The Optimal Estimator
Published by Rudolf Kalman in 1960, the Kalman filter solved one of engineering's fundamental problems: how to optimally combine noisy measurements with an imperfect model to estimate the true state of a system. It was immediately adopted by NASA for Apollo navigation and has since become the workhorse algorithm in navigation, control, robotics, economics, and signal processing. Every smartphone's GPS uses a Kalman filter.
Predict-Update Cycle
The filter operates in two alternating steps. In the prediction step, it projects the state forward using the system dynamics model: x̂⁻ = F·x̂ + B·u. The uncertainty grows because the model is imperfect (process noise Q). In the update step, a new measurement z arrives and the filter corrects the prediction: x̂ = x̂⁻ + K·(z - H·x̂⁻). The Kalman gain K determines the correction weight. The simulation visualizes both steps, showing the predicted and updated state distributions.
The Kalman Gain Intuition
The Kalman gain K is the filter's core intelligence. It answers: how much should I trust this measurement? When prediction uncertainty is high (P⁻ is large), K is large and the measurement strongly corrects the estimate. When measurement noise is high (R is large), K is small and the filter mostly trusts its model.
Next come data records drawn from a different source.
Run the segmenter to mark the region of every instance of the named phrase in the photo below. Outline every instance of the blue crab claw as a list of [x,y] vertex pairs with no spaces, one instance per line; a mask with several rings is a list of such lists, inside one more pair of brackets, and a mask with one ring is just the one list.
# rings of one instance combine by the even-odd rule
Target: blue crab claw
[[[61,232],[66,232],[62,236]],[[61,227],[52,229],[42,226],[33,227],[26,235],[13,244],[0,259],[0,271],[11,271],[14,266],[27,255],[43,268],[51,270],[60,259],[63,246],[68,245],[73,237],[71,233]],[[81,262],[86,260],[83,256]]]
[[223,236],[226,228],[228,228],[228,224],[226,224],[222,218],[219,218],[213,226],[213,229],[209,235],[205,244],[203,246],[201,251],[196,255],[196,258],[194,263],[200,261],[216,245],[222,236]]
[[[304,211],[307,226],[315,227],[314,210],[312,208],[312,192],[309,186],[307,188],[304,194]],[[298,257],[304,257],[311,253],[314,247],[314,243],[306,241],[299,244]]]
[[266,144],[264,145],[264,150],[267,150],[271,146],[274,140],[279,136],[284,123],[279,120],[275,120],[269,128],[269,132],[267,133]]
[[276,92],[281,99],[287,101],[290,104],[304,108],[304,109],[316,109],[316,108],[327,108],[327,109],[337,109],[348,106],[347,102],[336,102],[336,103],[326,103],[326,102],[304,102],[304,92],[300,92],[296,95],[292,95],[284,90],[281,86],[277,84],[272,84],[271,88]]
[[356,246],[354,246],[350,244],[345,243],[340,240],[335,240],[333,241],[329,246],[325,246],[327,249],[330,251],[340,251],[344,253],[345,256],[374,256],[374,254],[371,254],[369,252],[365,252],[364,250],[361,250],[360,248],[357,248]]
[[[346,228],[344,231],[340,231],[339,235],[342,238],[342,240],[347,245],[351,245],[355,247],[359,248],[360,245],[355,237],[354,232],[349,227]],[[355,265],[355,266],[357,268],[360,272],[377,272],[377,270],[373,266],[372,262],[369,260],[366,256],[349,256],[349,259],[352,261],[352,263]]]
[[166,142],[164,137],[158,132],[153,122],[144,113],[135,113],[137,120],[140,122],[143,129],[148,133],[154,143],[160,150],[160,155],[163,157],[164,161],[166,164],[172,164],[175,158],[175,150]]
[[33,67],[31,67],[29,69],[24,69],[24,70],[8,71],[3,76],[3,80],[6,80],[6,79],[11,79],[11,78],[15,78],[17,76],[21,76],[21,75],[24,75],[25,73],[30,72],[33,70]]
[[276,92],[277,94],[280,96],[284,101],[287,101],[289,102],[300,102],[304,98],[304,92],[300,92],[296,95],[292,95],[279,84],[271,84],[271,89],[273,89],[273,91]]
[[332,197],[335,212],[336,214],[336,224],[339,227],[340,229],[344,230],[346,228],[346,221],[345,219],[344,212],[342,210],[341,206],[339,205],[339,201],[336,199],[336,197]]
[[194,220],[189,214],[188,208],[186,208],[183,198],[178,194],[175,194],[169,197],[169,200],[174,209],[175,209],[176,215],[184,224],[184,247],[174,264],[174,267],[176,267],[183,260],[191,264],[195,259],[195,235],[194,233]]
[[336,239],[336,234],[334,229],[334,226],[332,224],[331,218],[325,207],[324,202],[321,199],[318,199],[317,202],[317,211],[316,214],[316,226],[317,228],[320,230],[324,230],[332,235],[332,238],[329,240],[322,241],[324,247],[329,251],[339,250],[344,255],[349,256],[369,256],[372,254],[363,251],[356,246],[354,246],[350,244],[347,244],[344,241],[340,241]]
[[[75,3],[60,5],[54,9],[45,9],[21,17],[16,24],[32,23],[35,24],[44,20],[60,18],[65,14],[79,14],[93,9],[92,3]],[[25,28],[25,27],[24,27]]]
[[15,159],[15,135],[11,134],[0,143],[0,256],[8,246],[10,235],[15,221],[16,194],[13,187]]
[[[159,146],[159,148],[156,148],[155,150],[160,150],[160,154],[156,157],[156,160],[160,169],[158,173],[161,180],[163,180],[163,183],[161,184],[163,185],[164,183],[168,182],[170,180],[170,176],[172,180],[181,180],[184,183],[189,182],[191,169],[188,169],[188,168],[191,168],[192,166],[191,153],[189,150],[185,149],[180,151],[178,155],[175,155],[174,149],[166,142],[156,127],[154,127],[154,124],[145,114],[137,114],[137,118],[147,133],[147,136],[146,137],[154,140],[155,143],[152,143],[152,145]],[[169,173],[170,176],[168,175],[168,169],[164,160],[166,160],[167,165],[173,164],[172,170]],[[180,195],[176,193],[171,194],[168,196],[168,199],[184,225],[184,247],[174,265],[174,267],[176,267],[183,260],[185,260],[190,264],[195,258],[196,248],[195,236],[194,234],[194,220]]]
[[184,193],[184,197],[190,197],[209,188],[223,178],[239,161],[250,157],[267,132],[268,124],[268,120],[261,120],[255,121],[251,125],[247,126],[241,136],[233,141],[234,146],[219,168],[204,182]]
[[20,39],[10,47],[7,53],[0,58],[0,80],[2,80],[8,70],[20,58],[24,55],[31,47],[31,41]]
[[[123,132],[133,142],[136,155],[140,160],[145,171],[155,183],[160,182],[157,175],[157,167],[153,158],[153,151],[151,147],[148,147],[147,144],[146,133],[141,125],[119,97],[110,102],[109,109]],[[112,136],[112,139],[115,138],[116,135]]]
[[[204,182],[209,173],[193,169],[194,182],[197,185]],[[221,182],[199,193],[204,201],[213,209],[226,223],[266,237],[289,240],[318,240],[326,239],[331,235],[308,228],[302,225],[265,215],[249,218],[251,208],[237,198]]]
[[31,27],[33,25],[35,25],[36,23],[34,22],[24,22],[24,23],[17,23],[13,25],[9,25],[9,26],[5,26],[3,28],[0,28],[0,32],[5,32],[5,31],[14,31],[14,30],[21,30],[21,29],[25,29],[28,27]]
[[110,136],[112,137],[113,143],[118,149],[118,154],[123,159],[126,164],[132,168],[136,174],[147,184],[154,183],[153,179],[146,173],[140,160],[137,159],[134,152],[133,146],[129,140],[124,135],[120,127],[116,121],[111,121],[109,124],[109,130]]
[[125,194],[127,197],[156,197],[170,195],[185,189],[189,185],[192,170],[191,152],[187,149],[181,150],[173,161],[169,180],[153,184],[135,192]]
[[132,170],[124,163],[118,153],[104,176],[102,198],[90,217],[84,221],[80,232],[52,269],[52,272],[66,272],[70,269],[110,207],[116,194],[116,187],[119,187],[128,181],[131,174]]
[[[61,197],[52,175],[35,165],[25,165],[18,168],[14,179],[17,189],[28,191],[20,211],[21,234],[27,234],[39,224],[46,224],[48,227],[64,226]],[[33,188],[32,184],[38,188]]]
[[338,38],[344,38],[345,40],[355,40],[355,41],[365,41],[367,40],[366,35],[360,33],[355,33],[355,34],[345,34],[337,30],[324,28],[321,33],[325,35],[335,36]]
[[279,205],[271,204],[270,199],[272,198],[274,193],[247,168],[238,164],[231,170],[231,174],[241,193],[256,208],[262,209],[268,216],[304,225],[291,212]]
As the filter runs, P converges to a steady state where prediction uncertainty growth (from Q) exactly balances measurement information (from R).
Sensor Fusion in Practice
The Kalman filter's real power emerges in multi-sensor fusion. A navigation system might combine GPS (accurate, low-rate, occasional dropouts), INS (smooth, high-rate, drifting), barometer (altitude), magnetometer (heading), and visual odometry (relative motion). The Kalman filter weighs each sensor according to its current reliability, automatically downweighting a degraded sensor. This simulation demonstrates the fusion concept with configurable noise parameters.